I am in a not so good situation. I know this, but have developed feelings for this person and I find it hard to seperate myself. He was honest with me about having a girlfriend and kids (I know I am the worst of people). We have been talking for the last year, and the time we spend together is overwhellming. As he works in the city I live 6 months out of the year, we can spend the time until he leaves. He told me that he loves me, but when I did not say anything back he said that I have a special place in his heart. I know I should stop being involved with him, but how do I go about doing this without giving in?

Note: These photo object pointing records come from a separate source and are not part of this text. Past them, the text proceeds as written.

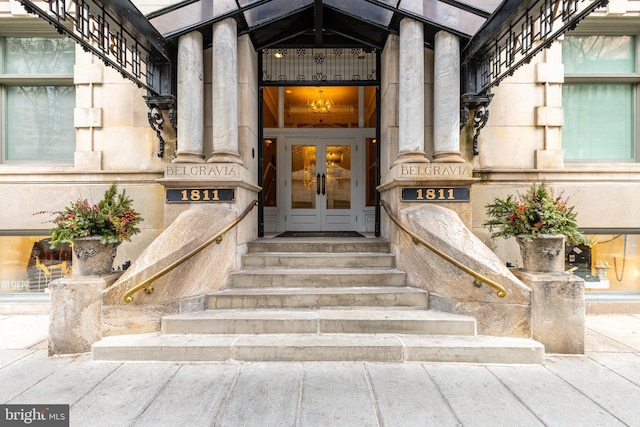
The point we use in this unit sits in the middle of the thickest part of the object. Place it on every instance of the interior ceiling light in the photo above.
(321, 105)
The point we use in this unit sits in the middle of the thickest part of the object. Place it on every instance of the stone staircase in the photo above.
(319, 299)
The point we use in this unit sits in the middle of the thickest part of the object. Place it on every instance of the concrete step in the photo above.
(327, 347)
(316, 278)
(318, 260)
(318, 297)
(319, 244)
(319, 321)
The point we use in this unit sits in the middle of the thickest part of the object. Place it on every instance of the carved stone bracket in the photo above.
(480, 105)
(157, 104)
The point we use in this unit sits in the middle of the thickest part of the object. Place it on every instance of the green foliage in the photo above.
(113, 219)
(536, 212)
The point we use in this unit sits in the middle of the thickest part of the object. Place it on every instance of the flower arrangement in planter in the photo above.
(96, 228)
(532, 217)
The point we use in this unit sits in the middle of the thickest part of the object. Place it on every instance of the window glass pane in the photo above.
(371, 171)
(612, 264)
(326, 106)
(599, 54)
(270, 172)
(598, 121)
(363, 9)
(28, 264)
(270, 107)
(40, 123)
(35, 55)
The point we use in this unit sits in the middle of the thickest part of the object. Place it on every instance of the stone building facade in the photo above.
(97, 131)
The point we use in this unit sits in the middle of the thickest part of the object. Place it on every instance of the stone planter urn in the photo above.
(94, 258)
(543, 253)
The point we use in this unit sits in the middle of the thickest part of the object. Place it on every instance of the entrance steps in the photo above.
(320, 299)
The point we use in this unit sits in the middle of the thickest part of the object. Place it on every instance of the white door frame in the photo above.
(320, 184)
(276, 218)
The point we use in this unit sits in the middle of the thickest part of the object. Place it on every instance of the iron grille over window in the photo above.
(319, 66)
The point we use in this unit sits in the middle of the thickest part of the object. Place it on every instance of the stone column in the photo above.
(411, 92)
(224, 100)
(446, 102)
(190, 99)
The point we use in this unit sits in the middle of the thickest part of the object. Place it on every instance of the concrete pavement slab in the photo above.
(624, 329)
(612, 392)
(28, 371)
(406, 395)
(9, 356)
(538, 389)
(265, 394)
(625, 365)
(68, 383)
(600, 388)
(478, 398)
(192, 396)
(23, 331)
(336, 394)
(123, 396)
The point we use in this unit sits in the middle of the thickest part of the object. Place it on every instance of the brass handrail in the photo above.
(146, 284)
(479, 278)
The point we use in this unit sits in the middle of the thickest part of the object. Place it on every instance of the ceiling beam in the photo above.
(318, 23)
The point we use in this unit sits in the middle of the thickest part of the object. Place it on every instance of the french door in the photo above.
(321, 188)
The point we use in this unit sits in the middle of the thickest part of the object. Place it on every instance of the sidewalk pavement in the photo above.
(601, 388)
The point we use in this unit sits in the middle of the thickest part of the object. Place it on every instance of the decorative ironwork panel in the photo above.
(116, 33)
(518, 37)
(298, 66)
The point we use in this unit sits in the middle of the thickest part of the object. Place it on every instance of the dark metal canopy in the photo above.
(497, 36)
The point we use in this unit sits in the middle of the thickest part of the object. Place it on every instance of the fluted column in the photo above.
(224, 100)
(446, 117)
(411, 92)
(190, 99)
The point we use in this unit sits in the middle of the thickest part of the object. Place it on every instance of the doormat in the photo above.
(320, 234)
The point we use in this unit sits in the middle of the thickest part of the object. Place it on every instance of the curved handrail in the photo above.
(146, 284)
(479, 278)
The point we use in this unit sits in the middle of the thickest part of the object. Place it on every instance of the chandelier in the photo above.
(321, 105)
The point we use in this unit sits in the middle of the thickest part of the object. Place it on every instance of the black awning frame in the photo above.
(118, 33)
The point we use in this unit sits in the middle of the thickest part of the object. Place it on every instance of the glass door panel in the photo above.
(338, 177)
(303, 177)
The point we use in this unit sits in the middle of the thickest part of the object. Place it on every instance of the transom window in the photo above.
(38, 98)
(599, 98)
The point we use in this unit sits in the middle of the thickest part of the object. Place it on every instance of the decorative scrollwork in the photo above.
(480, 116)
(313, 65)
(156, 104)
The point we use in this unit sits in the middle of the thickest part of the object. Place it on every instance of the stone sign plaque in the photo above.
(200, 195)
(436, 194)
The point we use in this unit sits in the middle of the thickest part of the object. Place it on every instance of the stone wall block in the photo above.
(87, 117)
(88, 73)
(557, 310)
(549, 116)
(75, 319)
(549, 73)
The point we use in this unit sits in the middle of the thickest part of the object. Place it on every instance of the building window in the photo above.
(599, 98)
(29, 264)
(611, 264)
(38, 98)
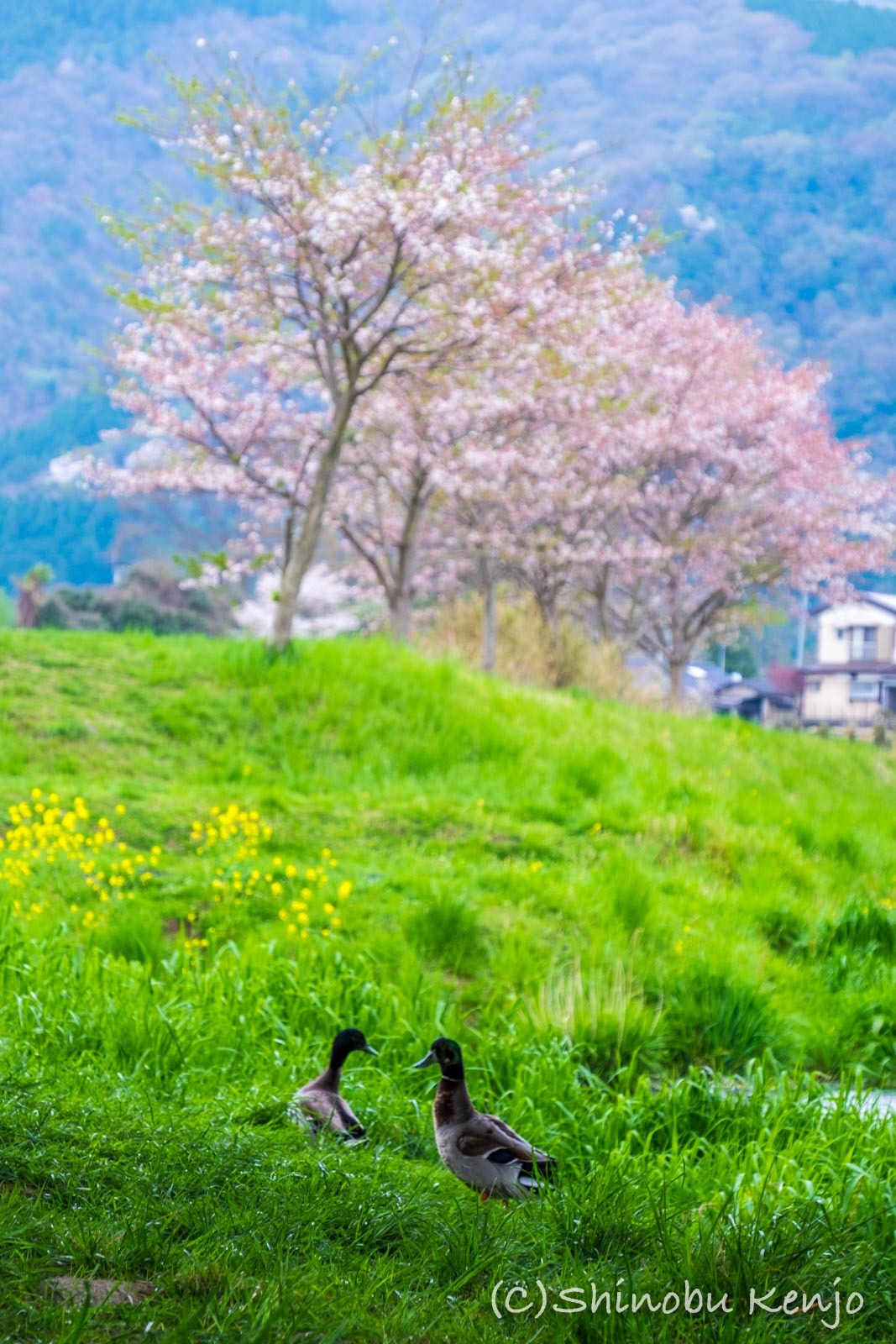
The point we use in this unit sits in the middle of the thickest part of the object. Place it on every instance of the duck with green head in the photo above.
(479, 1149)
(318, 1105)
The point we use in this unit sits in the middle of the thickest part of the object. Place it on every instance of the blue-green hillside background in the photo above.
(762, 136)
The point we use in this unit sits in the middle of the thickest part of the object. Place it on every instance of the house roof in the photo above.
(754, 689)
(886, 601)
(869, 669)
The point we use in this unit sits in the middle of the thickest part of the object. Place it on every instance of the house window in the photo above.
(862, 643)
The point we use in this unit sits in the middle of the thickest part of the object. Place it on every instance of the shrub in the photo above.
(720, 1021)
(605, 1018)
(448, 933)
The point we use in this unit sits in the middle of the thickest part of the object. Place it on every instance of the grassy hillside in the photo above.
(590, 898)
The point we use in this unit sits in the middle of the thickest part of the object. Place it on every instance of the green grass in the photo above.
(610, 909)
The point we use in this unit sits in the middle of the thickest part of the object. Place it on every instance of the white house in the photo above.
(853, 679)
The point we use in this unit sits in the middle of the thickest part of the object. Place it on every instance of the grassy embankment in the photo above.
(589, 897)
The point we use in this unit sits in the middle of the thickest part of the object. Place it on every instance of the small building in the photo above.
(759, 701)
(853, 678)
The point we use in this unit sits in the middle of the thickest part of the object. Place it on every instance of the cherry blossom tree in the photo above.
(730, 480)
(268, 320)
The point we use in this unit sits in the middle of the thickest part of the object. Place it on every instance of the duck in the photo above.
(318, 1105)
(481, 1151)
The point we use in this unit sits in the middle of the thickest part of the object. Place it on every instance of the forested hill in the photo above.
(763, 138)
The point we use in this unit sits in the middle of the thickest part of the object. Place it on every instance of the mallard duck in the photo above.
(481, 1151)
(318, 1105)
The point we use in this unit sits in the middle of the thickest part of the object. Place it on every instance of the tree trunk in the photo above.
(401, 616)
(676, 682)
(490, 618)
(401, 600)
(301, 549)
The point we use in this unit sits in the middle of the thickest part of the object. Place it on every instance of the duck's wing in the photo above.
(320, 1108)
(488, 1137)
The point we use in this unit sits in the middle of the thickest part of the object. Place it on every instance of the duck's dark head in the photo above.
(448, 1055)
(347, 1042)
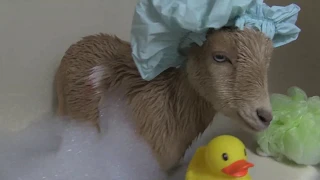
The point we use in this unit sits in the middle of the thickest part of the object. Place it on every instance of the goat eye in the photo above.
(220, 58)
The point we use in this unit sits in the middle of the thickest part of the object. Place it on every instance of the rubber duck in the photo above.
(223, 158)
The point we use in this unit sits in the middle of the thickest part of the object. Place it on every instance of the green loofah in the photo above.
(294, 133)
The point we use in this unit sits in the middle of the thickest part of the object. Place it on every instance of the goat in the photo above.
(227, 74)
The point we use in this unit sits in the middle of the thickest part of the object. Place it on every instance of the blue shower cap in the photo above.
(163, 28)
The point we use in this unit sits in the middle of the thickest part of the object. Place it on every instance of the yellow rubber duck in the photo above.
(224, 158)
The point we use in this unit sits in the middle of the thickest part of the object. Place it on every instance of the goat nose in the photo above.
(265, 116)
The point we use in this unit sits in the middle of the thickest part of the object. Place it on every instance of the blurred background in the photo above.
(34, 35)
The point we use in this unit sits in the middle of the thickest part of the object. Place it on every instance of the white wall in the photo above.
(35, 33)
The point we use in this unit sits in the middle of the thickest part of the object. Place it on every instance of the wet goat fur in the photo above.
(172, 109)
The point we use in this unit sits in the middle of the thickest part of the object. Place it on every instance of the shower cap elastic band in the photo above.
(161, 28)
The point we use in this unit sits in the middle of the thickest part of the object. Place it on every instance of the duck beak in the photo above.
(238, 168)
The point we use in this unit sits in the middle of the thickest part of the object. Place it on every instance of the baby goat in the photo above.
(227, 74)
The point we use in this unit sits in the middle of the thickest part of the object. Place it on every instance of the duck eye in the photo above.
(225, 156)
(220, 58)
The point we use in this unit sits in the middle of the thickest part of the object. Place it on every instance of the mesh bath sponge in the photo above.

-----------------------------Miss Emily's advice--------------------------

There's that old saying "The heart wants what the heart wants," and that's why we, sometimes, walk into the biggest world of hurt.  I am sure he offers a great deal of excitement for you. There's something appealing about an affair -- and that's pretty much what you have going on with him. Stolen moments, something forbidden, and the sheer intimacy that comes with those moments. Gee, it sounds like I know what I'm talking about. I read a lot! And although I am sure you have thoughts about him freeing himself to be with you, the reality of it is not quite as exciting as the dream. He has a ready made family, and children who may not see you as the great lady I am sure you are, and this man thinks you to be. He may love you, but he appears committed to the woman who is the mother of his children. Having two ladies to love, and who love him, is a man's dream come true, but it's fraught with emotional baggage when all is said and done. If you understand this, and know that it will always be you who ends up alone, continue with him and develop even greater feelings. But if you want more, I'd look for a man who can give it to you, because I don't think he's the one. How you cut him off, permanently, will only come when you realize the pain exceeds the joy. You're not the worst of people, you are simply a woman who wants to be loved.